The appeal said Sowell's trial attorneys, Rufus Sims and John Parker, did not treat the case like a death penalty case, and instead, they attempted to poke holes in the way the crime scene was processed and the integrity of DNA tests.

"In doing so, counsel repeatedly directed the jurors' attention to gruesome and painfully damming evidence. All of that and more was done because counsel approached the first phase of the case as if they could convince the jury to have reasonable doubt of Sowell's guilty."

"There was an alternative. Even though Ohio's death penalty law does not permit a guilty plea if a jury is to determine punishment, counsel need not contest guilt. They can concede it."

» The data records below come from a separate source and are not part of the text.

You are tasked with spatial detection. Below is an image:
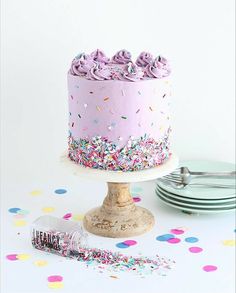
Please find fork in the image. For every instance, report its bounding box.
[162,167,236,188]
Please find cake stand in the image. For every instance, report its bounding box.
[61,154,179,238]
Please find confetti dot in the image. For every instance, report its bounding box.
[8,208,20,214]
[30,190,42,196]
[13,214,25,219]
[14,220,27,227]
[54,189,67,194]
[42,207,55,213]
[156,234,175,241]
[133,196,141,202]
[167,238,181,244]
[48,282,64,289]
[17,209,29,216]
[6,254,18,261]
[72,214,84,221]
[116,242,129,248]
[202,265,217,272]
[34,259,48,267]
[16,254,31,260]
[223,239,236,246]
[123,240,137,246]
[132,186,143,193]
[188,246,203,253]
[48,275,63,282]
[63,213,72,220]
[109,276,119,279]
[185,237,198,243]
[170,229,184,235]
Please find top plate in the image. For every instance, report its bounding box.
[158,161,235,199]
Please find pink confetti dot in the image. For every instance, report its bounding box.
[48,275,63,282]
[188,246,203,253]
[6,254,18,260]
[123,240,137,246]
[133,197,141,202]
[170,229,184,235]
[167,238,181,244]
[63,213,72,220]
[202,265,217,272]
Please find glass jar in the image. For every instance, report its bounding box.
[31,216,88,257]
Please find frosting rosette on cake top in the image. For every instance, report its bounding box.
[136,52,153,67]
[86,63,111,80]
[70,53,95,76]
[123,62,144,81]
[145,56,170,78]
[90,49,110,64]
[112,50,131,64]
[69,49,171,82]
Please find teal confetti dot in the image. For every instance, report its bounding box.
[185,237,198,243]
[156,234,175,241]
[54,188,67,194]
[116,242,129,248]
[8,208,20,214]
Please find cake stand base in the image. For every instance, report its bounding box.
[84,182,155,238]
[61,154,179,238]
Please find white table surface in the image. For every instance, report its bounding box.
[1,162,235,293]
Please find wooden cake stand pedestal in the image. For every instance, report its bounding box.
[62,154,179,238]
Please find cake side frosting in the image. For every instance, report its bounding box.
[68,51,170,171]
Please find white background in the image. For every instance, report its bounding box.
[1,0,235,293]
[1,0,235,182]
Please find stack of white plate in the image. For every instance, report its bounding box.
[156,161,236,214]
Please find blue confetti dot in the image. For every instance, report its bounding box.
[185,237,198,243]
[156,234,175,241]
[8,208,20,214]
[54,189,67,194]
[116,242,129,248]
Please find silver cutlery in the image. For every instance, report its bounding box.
[158,176,235,189]
[163,167,236,185]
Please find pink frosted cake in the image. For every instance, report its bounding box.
[68,50,170,171]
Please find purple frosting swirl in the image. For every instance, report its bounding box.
[145,56,171,78]
[86,63,111,80]
[112,50,131,64]
[123,62,144,81]
[70,53,94,76]
[90,49,110,64]
[136,52,153,67]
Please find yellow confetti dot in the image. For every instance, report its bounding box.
[34,259,48,267]
[30,190,42,196]
[48,282,64,289]
[223,239,236,246]
[109,276,119,279]
[16,254,30,260]
[14,220,27,227]
[42,207,55,213]
[72,214,84,221]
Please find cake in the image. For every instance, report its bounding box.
[68,50,171,172]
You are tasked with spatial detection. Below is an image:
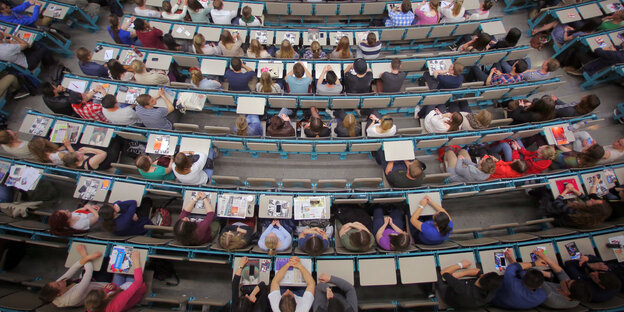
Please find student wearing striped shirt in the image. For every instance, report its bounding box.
[356,32,381,60]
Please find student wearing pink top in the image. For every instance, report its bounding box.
[85,251,146,312]
[412,0,440,25]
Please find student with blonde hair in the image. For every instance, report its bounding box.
[256,70,282,93]
[247,39,271,58]
[193,34,221,55]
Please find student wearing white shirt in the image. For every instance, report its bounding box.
[210,0,236,25]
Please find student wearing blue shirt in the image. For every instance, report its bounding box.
[410,195,453,245]
[491,249,546,310]
[285,62,312,93]
[76,47,108,78]
[225,57,256,91]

The rest of the appeal outlines the major facts of the case, backs a change of venue and lists dozens of court cases to support the overall argument that the defense attorneys failed.

"…no rational lawyer could reasonable have imagined that a jury would not find Anthony Sowell guilty of at least 11 counts of aggravated murder and at least one death specification for each count," the appeal said. In order to be sentenced to death, the jury would have to find Sowell guilty of just one aggravated murder count while committing another felony, like rape.

The appeal even points to one of Parker's favorite lines during the trial: "And that they have no physical evidence, no eyewitnesses, no fingerprints, no DNA."